To protect your business data, you need to:
1. Ensure that sensitive data is encrypted.
This brings about a measure of security. Once the sensitive business data is encrypted, it will have to be decrypted, for it to make sense to whoever comes across it. And to decrypt it, a ‘key’ will be necessary. That would be a huge obstacle to any intruder. Of course, this measure is not 100% fool-proof. Encrypted systems can still be compromised. But beating encryption is too much work. The person who is trying to do it may be discouraged, along the way. Unless the saboteur is very determined, they won’t be able to beat a proper encryption scheme. To put it simply, once you encrypt sensitive business data, you secure it substantially.

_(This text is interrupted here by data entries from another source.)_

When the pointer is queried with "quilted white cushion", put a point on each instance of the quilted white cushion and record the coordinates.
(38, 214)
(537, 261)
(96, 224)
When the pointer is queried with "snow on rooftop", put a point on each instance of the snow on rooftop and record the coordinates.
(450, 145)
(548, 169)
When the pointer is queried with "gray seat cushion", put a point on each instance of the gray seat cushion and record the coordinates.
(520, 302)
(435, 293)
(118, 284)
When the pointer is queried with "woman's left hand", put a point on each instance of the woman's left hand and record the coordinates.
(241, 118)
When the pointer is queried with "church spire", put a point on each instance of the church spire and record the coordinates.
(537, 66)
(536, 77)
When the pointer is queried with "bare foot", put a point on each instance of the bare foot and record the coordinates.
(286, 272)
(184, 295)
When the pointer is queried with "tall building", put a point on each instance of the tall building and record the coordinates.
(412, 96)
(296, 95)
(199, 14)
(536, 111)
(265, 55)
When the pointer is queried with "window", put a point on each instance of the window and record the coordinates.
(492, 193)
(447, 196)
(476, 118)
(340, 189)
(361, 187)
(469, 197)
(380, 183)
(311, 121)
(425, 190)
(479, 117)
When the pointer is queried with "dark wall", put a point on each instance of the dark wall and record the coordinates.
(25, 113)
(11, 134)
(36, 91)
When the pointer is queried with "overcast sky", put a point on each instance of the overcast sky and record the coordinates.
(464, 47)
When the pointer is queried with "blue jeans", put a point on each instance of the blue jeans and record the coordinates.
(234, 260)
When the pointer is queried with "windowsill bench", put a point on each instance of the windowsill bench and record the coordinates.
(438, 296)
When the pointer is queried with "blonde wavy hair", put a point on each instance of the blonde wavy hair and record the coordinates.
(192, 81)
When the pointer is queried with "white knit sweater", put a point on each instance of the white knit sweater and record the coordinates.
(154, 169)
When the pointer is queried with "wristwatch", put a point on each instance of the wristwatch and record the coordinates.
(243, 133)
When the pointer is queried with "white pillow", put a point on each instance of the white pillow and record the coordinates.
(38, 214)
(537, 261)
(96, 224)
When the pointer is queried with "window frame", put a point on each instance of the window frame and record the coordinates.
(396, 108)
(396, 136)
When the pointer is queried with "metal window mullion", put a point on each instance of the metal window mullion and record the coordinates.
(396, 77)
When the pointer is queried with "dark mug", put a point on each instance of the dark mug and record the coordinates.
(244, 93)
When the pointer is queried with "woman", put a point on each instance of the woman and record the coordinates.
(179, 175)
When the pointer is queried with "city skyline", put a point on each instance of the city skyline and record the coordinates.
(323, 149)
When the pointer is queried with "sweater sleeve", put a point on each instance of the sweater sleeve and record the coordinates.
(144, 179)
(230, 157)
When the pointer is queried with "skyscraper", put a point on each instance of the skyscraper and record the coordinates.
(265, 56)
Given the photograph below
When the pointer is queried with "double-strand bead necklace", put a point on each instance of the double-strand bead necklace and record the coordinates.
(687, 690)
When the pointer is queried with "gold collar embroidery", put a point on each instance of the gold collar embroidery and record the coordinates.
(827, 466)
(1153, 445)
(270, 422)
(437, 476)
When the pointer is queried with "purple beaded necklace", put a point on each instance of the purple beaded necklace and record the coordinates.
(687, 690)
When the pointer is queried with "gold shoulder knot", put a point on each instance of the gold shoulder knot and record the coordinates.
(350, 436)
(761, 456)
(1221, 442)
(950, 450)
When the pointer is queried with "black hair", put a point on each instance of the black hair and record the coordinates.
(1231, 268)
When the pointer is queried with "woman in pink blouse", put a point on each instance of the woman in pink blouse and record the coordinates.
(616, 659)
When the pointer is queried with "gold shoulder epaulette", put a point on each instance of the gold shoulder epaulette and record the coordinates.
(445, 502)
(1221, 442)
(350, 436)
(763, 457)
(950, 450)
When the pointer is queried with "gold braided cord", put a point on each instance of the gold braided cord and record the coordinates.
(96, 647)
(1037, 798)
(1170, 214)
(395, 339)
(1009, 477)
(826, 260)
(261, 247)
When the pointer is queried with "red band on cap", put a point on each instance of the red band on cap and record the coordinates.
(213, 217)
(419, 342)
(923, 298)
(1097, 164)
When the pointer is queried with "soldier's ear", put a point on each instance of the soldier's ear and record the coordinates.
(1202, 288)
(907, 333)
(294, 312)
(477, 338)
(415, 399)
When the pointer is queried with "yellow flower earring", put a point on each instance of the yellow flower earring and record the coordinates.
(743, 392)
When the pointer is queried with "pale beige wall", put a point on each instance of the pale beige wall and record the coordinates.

You should, at the very least, make sure that sensitive business data is encrypted, before being transferred online. That way, there would be some reassurance, even if it is intercepted. The person intercepting it wouldn’t make sense of it easily.
2. Use central storage for sensitive data.
This is a better idea than having sensitive business data stored in employee’s personal computers. Or laptops. Once you have the data in central storage, you can activate the system logs. That way, you can be able to know who accessed which data, and when. Then you can make all people in your business aware of that scheme. It would serve as a deterrent against internal data breaches. The central storage could be an on-site data center. Or it could be an off-site data center. For a small business, you can just identify one computer, and designate it as ‘central storage’.
3. Disable USB ports on your business’ computers.
If the USB ports on your business computers are enabled, it will be very easy for the business data to be stolen. One just needs to plug in a USB storage device. Then he can copy all the data he needs into the device, and proceed to sell it to your competitor. Or to misuse it in some other way. To prevent such occurrences, it would make sense to disable USB ports on the machines used by rank and file employees. Resources can be shared over the network, making it unnecessary to keep the USB ports active. In any event, the USB ports can be enabled temporarily, whenever need to do so arises. Then they are disabled once again. It can be a very prudent security measure. Especially in systems where some data has to be kept on employees’ PCs.
4. Ensure physical security of the business computer systems.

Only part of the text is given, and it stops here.